I seldom look at pics and to me it all seems a bit pointless spending a ton of money and hours in front of a PC to take a pic that lots of other people have done and which, come the crunch, is always done better by NASA or ESA.

The whole picture thing leaves me cold, mostly because I would hate to have to sit in front of a PC more than I already do.

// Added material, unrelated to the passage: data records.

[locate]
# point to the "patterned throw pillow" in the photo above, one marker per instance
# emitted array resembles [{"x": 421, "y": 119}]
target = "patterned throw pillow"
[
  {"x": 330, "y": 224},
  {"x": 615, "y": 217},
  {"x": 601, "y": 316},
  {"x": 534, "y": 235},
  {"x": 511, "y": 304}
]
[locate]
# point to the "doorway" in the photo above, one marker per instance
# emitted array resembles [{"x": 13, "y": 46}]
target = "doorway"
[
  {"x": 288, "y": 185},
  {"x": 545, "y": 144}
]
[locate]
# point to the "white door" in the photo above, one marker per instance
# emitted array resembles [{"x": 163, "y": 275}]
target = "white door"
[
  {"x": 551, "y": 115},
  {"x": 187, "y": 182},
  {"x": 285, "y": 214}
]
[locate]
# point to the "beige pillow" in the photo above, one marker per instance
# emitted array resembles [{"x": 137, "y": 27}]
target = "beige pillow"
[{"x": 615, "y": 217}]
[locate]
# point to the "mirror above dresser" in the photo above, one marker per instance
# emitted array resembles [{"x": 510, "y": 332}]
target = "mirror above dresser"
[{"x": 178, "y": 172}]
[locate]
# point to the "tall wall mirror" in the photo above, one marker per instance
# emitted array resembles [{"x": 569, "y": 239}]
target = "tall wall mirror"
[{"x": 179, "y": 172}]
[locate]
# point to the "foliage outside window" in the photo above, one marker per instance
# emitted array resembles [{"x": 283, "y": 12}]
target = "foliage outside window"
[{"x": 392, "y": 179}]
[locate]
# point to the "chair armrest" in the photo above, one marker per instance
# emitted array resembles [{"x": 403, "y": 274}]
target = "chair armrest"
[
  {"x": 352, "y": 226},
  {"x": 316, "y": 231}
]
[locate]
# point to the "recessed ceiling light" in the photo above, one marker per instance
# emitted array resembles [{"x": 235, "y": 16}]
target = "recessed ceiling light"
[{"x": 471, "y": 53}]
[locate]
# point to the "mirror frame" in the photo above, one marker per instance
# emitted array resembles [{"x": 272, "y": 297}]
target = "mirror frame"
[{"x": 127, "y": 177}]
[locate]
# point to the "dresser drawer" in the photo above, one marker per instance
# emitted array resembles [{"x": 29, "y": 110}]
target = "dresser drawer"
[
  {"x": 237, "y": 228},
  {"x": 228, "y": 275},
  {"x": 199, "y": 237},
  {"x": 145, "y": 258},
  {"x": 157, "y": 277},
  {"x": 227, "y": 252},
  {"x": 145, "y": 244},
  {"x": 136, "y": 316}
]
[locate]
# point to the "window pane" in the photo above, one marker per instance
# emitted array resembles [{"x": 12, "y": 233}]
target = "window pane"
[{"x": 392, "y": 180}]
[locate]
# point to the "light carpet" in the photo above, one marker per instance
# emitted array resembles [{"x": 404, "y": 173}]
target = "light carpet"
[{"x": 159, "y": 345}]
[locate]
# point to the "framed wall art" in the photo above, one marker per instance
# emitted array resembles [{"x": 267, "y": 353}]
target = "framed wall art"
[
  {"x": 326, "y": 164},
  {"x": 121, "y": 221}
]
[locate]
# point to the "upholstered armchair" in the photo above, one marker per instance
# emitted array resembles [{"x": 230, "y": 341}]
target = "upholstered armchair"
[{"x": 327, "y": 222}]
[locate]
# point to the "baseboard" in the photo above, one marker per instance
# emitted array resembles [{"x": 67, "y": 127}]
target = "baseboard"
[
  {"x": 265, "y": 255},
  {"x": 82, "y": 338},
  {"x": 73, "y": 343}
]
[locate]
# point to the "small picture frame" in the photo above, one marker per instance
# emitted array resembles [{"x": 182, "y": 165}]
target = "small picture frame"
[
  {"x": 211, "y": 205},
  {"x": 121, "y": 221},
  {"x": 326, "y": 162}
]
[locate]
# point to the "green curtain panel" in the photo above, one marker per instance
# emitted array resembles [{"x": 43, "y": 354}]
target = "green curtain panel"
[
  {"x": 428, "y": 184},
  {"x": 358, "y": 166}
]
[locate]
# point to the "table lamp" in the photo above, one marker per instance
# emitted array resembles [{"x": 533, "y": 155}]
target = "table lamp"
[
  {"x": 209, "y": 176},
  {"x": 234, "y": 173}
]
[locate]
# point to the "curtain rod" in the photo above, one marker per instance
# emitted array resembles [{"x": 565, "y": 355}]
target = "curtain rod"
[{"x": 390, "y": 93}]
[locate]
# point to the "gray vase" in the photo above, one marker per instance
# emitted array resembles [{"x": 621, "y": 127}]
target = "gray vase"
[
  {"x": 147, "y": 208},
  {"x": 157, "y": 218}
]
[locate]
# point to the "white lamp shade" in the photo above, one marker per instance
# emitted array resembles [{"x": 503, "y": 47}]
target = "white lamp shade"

To me the observing is more important. Yes it wont as impressive a view of the sights but ai will be diectly experiencing it. Its the difference between having a pic of the Eiffel tower and being there in in Paris seeing it for myself.

But its also more than that. I like to be out, having a cup of coffee under a canopy of stars, i like the night air, the peace and quiet. I think of it more as communing with the cosmos and helps to put all my earthly worries to one side.

I am a little bit Zen in that respect. To me its about setting up, having a place for everything and everything to its place. The scopes are alwaus lovingly handled. Set up with a calm, quiet precision and then used to experience the wonders of the universe directly. To me it almost doesnt matter what I observe. I dont pretend to be scientific about it. Its beyond that its me on a lonely hillsside enjoying the views. Sometimes I stand back from the scope while I sip my coffee and just marvel at the view with my eyes. Sometimes I wonder of someone like me is looking up from a planet orbiting one of the small dots I am seeing and also wondering.

The female urge to nurture is very much a part of this. The equipment is cared for, prepared, cleaned and always immaculate. At the end of every session the equipment is packed away and once home checked, allowed to clear in a warm room and carefully packed away again.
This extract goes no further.